Chez notre patient, le sédiment urinaire en contraste de phase contenait 8 à 15 érythrocytes par champ au grossissement de 400x, dont la moitié présentait un aspect dysmorphique et > 5% étaient des acanthocytes (fig. 3). On observait également la présence de quelques cylindres granuleux et hyalins. Un diagnostic de maladie de Berger a finalement été retenu et un suivi néphrologique bisannuel incluant TA, créatininémie et bandelette urinaire, a été proposé au médecin traitant. L'indication à une ponction-biopsie rénale n'a pas été retenue en l'absence de protéinurie supérieure à 1 g/24 h et/ou d'une insuffisance rénale.
L'hématurie microscopique pose la question de son origine glomérulaire ou non glomérulaire.
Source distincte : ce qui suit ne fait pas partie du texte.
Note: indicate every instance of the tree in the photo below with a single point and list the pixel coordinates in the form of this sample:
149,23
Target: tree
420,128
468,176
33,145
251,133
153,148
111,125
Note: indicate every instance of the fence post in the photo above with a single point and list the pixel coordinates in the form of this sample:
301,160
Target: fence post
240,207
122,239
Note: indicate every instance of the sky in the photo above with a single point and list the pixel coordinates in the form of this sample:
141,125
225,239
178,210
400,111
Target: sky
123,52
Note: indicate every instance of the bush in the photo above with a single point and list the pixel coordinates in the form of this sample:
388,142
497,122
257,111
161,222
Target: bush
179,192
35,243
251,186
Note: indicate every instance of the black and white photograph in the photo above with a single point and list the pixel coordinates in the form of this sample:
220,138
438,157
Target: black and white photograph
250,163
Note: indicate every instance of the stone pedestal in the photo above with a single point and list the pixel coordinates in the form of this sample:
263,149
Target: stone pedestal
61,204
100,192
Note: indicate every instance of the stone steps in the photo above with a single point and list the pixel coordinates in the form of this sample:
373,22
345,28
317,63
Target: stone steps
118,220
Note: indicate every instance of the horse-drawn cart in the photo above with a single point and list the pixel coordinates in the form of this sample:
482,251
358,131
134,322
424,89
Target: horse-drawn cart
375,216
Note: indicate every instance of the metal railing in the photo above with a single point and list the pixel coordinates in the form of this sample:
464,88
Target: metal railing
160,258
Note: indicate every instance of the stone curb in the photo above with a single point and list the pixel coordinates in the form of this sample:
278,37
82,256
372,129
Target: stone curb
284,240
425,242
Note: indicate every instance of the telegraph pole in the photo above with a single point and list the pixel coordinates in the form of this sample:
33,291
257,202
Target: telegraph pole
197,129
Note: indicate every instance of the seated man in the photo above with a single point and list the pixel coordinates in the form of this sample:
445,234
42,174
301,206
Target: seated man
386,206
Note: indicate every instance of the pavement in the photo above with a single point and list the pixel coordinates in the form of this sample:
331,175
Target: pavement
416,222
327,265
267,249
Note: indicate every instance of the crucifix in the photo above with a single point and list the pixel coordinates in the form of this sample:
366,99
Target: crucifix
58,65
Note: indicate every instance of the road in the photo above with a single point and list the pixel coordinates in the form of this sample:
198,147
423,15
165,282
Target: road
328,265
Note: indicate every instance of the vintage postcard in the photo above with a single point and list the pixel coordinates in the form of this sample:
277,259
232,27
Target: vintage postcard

Son approche diagnostique est cruciale, partant de l'idée qu'elle peut être aussi bien la conséquence d'un exercice physique intense que la seule manifestation d'un cancer vésical. Au contraire de la protéinurie, elle dépend de deux groupes distincts de spécialistes, les urologues et les internistes. L'approche urologique privilégie souvent d'emblée des investigations uro-radiologiques (urographie intraveineuse, cystoscopie, urétéro-pyélographie rétrograde, CT-scan abdominal injecté...) invasives, coûteuses et pas toujours justifiées. L'examen du sédiment urinaire au microscope en contraste de phase, méthode simple et bon marché, repose sur la morphologie des hématies. Lorsque l'hématurie est d'origine glomérulaire, les hématies ont un aspect fragmenté ou dysmorphique alors qu'il est uniforme en cas de saignement d'origine urologique.4 De plus, la présence de plus de 3% d'acanthocytes, hématies déformées porteuses d'évagination(s) en «forme de bulles», et/ou d'un ou de plusieurs cylindres hématiques, est pathognomonique d'une origine glomérulaire.5,6 Cet examen à lui seul permet dans plus de 88% des cas de préciser l'origine glomérulaire ou non glomérulaire d'une hématurie et de renoncer ainsi à des investigations invasives complémentaires. Il devrait constituer, après l'anamnèse et l'évaluation clinique, l'étape initiale de la démarche diagnostique de toute hématurie.